Anyway, Mitchell is known for wacky narrative structures and extreme feats of imagination, and  that absolutely describes Number9Dream, even though the end effect is very different from his usual.  If he has a usual.  

Instead of trotting through space and time in disjointed but connected narratives,  Number9Dream  stays in one person's viewpoint (well, not really, but kind of).  We follow Eiji, a young Japanese man searching Tokyo for a father he's never met and dealing with the death of his twin sister and abandonment by his mother.  Eiji takes a lot of detours and has some definitely imaginary adventures on his journey.  Coincidences and obvious plot devices abound.  He falls in love.  He comes to terms with the trauma in his life.

But one of the questions in the end is, "just how much of the plot actually a happened, versus being imagined by Eiji?"  I believe that it is all in his head.  Really.  Eiji, the name, is explained twice in the text as meaning "incant" and "world."  I think he's making it up, the entire thing.  

A lot of the criticisms people have about the book, I think, don't apply if this is true.  People are seeing a hack plot with too much crazy stuff and a not-quite-right view of Japanese culture.  I say that it's Eiji's voice that is responsible for the plot "problems" and the outsider-looking-in view of Tokyo.  I think Eiji's been in Kagoshima thinking his way out of his problems the entire book, using his manga and video games to fuel his fantasies.
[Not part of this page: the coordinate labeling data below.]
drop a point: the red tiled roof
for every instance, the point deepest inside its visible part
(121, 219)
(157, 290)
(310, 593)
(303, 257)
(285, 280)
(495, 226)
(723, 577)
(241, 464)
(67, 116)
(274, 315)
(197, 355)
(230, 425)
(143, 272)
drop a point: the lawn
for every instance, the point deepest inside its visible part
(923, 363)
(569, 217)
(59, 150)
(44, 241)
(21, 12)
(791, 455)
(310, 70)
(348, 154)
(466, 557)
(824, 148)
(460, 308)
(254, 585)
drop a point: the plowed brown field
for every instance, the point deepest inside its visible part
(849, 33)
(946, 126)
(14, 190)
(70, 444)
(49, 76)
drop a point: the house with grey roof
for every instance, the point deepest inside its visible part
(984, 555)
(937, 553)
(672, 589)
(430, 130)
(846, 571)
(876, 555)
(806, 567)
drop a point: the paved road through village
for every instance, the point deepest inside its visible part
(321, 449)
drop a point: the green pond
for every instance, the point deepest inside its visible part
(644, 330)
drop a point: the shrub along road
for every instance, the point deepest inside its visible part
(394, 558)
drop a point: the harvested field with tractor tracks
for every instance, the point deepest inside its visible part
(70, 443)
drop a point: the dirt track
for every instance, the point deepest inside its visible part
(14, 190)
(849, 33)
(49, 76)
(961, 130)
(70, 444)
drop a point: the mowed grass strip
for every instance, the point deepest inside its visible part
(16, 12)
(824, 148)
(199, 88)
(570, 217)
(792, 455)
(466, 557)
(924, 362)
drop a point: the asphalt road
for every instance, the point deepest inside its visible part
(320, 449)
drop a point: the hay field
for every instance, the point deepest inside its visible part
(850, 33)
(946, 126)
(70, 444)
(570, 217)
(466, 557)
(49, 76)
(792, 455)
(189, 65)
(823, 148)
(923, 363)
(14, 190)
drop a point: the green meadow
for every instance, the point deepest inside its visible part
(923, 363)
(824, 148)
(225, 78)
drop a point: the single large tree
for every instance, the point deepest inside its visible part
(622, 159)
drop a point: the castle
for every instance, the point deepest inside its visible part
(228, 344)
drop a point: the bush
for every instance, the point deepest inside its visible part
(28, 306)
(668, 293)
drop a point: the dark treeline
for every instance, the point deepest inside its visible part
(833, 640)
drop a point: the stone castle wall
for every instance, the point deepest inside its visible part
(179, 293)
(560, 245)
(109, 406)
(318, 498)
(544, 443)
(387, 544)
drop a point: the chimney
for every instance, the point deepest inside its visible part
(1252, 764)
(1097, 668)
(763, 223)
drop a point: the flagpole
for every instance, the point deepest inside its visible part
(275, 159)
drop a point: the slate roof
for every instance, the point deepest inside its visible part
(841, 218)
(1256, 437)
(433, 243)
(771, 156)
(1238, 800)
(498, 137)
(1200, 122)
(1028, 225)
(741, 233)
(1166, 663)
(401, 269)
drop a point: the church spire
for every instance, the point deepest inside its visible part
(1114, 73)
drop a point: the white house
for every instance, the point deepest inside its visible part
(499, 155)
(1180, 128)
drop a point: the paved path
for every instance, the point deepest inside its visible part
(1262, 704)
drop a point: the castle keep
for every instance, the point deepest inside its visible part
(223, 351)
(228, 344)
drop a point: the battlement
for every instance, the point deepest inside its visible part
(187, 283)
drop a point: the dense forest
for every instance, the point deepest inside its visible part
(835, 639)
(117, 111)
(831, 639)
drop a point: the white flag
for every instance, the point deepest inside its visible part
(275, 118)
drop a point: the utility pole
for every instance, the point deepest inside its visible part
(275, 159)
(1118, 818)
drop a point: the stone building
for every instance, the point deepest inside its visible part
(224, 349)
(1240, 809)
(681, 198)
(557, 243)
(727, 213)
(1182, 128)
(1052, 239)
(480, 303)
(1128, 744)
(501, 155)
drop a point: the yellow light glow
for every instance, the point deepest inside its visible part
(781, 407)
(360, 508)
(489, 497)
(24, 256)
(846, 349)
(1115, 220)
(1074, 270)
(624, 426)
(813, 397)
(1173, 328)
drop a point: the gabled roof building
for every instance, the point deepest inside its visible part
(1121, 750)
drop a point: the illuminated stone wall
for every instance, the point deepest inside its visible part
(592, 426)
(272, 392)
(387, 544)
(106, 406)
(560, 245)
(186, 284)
Then there's the 5th part of this book, A Study of Tales.  Who else would juxtapose Eiji's quest with stories about a talking goat, a sentient hen, and a primordial man to frame up questions about authorship, agency, and the meaning of life and death.  You just can't get this stuff anywhere else.

Number9Dream left me feeling many things, but most of all, at a loss.  However, there is at least one point in any David Mitchell book (and often many, many points) where you get a particular feeling, one of being extremely far-sighted.  You start to see the entirety of life and how it works much more clearly than you normally do, and the day-to-day begins to seem very myopic but also the only chance we have to make any kind of difference.

And that is why I love his books.


Final call:
This actually isn't my very favorite work of his, but he's still head and shoulders above the crowd.